Compliance Statement A
For laboratory developed tests using a manufacturer labeled Analyte Specific Reagent (ASR) as the reagent providing the specificity of the assay
This test was developed and its performance characteristics determined by ARUP Laboratories. It has not been cleared or approved by the U.S. Food and Drug Administration. This test was performed in a CLIA certified laboratory and is intended for clinical purposes.
Compliance Statement B
For laboratory developed tests (LDT) and for FDA approved, cleared or 510(k) exempt assays with modifications
This test was developed and its performance characteristics determined by ARUP Laboratories. It has not been cleared or approved by the U.S. Food and Drug Administration. This test was performed in a CLIA certified laboratory and is intended for clinical purposes.
Compliance Statement C
For human genetic inheritable conditions and mutations
This test was developed and its performance characteristics determined by ARUP Laboratories. It has not been cleared or approved by the U.S. Food and Drug Administration. This test was performed in a CLIA certified laboratory and is intended for clinical purposes.

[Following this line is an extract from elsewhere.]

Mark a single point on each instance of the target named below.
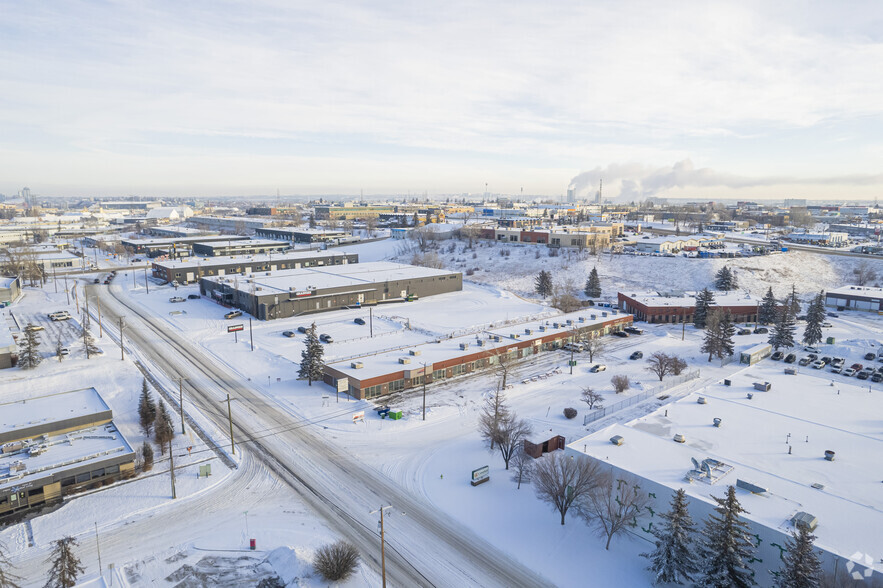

Counseling and informed consent are recommended for genetic testing. Consent forms are available online.
Compliance Statement D
For laboratory tests using a manufactured Research Use Only (RUO) kit
This test was developed and its performance characteristics determined by ARUP Laboratories. It has not been cleared or approved by the U.S. Food and Drug Administration. This test was performed in a CLIA certified laboratory and is intended for clinical purposes.